Unlike the state of Louisiana, Monroe has developed into fairly racially concentrated areas, roughly the north side with mostly white residents and the south side overwhelmingly with blacks, in a city with a population 65 percent black. In fact, besides the three hugely M/M districts, District 2 actually has a black plurality already. With those numbers, this opportunity district very well could see a black Democrat elected in 2028 with current Republican Councilor Gretchen Ezernack term limited.
While the Court has held that partisan gerrymandering remains constitutional, another implication of the Callais decision is that race as a criterion cannot masquerade as partisanship, which can be ascertained when reviewing how well other traditional criteria, such as district compactness and togetherness of communities of interest, get utilized in a map. Because of the dispersion of Monroe’s populations, a five M/M map would create weirdly-shaped districts that do great violence to communities of interest, waving a red flag to the judiciary that what’s really going on is unconstitutionally apportioning voters by racial quotas.
As it is, demography is such that even a four M/M map through boosting black residency in District 2 starts to get constitutionally suspect by these criteria.
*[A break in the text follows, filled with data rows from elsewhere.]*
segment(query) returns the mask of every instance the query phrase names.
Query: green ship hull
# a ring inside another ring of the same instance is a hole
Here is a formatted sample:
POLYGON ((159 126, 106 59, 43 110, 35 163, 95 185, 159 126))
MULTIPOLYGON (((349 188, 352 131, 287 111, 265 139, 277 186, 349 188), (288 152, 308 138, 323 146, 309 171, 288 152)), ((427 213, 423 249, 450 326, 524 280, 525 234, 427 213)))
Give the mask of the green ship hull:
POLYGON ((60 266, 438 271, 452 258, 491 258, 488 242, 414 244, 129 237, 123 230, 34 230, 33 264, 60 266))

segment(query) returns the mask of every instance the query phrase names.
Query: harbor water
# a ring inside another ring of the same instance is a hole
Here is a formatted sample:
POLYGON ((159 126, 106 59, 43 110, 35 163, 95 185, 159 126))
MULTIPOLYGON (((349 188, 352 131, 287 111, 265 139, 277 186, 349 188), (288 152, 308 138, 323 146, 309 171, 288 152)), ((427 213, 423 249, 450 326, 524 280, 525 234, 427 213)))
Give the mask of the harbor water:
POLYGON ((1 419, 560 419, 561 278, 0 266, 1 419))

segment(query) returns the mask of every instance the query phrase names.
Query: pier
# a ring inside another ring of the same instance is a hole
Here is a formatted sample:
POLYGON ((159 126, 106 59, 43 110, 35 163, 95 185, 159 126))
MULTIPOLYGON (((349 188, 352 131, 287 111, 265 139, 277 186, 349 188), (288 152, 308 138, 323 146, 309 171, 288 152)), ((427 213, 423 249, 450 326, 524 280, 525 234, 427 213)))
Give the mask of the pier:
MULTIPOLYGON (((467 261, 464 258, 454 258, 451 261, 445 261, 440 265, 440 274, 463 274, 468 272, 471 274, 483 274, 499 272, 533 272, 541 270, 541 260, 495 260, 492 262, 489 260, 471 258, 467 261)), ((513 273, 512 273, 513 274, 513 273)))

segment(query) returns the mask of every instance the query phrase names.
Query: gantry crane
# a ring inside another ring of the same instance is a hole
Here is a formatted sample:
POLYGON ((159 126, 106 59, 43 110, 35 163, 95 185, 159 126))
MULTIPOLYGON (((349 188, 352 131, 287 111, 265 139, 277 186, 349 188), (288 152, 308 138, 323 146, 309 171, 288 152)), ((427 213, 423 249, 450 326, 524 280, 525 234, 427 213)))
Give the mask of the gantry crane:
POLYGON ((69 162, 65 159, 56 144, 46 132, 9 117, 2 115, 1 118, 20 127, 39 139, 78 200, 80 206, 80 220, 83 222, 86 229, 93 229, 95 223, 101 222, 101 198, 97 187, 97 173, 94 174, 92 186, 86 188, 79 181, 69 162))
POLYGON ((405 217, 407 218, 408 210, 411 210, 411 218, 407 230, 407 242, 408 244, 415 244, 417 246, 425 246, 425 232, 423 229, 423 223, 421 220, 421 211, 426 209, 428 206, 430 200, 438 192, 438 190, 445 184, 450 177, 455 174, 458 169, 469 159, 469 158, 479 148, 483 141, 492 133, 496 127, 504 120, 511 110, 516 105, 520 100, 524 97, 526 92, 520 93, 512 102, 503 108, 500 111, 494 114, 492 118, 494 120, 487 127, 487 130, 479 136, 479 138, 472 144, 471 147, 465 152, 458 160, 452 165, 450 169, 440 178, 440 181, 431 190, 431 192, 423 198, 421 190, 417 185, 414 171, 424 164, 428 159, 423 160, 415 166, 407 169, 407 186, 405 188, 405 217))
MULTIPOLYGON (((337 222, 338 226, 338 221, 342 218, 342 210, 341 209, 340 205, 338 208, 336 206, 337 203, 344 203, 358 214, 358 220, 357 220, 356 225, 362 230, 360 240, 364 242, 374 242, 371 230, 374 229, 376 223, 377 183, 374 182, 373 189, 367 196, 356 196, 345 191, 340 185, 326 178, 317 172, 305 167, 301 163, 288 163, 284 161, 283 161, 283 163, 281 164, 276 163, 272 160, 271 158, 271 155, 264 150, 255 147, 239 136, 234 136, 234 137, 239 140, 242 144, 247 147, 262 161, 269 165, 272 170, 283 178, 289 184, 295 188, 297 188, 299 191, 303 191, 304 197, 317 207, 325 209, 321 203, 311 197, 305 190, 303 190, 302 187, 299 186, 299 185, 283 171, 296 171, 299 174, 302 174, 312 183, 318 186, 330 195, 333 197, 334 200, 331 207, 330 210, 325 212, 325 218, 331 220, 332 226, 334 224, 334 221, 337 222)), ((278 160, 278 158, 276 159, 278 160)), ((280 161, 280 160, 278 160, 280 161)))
If black Democrats want to create a veto-proof majority, finding a good candidate in 2028 for that district seems likely to pay off with much less risk.
Regardless of constitutional arguments and the questionable nature of any plan besides the current, McFarland should be ashamed of injecting race into the conversation. It’s a divisiveness that has held the city back and will do so in the future if McFarland or others cater to this behavior for political purposes.